Es begann mit Sacré Satie, ein Titel, der genauso mehrdeutig klingt wie die Musik, die zu hören war. Komponierte Satie mit seinem bizarren Werk Uspud geweihte oder verfluchte Musik? Aus der Erläuterung im Programmheft erfahren wir, dass er das Werk in einer Phase komponierte, in der er einer Art religiöser Berufung folgte und sogar eine eigene Gesellschaft gründete, von der er allerdings das einzige Mitglied blieb… Die Figur Uspud, um die sich das Werk von 1892 dreht, ist einerseits ekstatisch religiös, andererseits aber von Dämonen besessen, die dem Werk einen apokalyptischen Charakter verleihen. Das Stück ist in drei Akte unterteilt und hat einen sehr fragmentarischen Charakter. Es wirken wie seltsame Hirngespinste, die Saties Geist beherrschen und denen er in Klängen Ausdruck verleiht. Es gibt keine echten Melodielinien, die Musik klingt sehr fragmentarisch, ohne echten Zusammenhang oder Entwicklung. Für den Hörer ist es anspruchsvoll, konzentriert zuzuhören, aber für Jan Michiels ist es nicht weniger als ein Kunststück, dieses Werk als hörenswerte Klaviermusik zu interpretieren. Er tut dies in seiner eigenen beherrschten und ruhigen Art und hält auf diese Weise (unterstützt durch die geschickt eingestellte Beleuchtung) den Hörer in seinen Bann. Hier auch gleich ein Wort des Lobes für Lise Bruyneel, die für einen einfachen, fließenden Hintergrund sorgt, nirgends aufdringlich, auf dem regelmäßig Textstücke erscheinen, die verdeutlichen, was Satie beschäftigt.

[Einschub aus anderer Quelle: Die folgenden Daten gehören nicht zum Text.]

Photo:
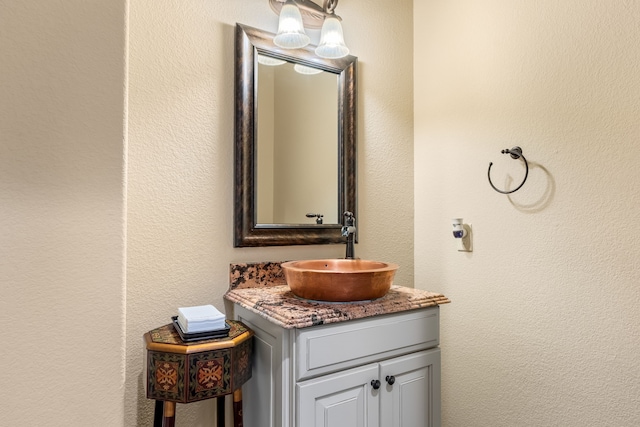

Die Kombination mit der etwa fünfzehn Jahre früher entstandenen Via Crucis von Franz Liszt passte wunderbar, nicht nur wegen der religiösen Konnotation, sondern auch wegen des – für Liszt fast untypischen – schlichten Stils und des asketischen Tons. Die Bezeichnung auf Video der einzelnen Stationen des Kreuzwegs half auch in diesem Fall, die Musik zu verstehen.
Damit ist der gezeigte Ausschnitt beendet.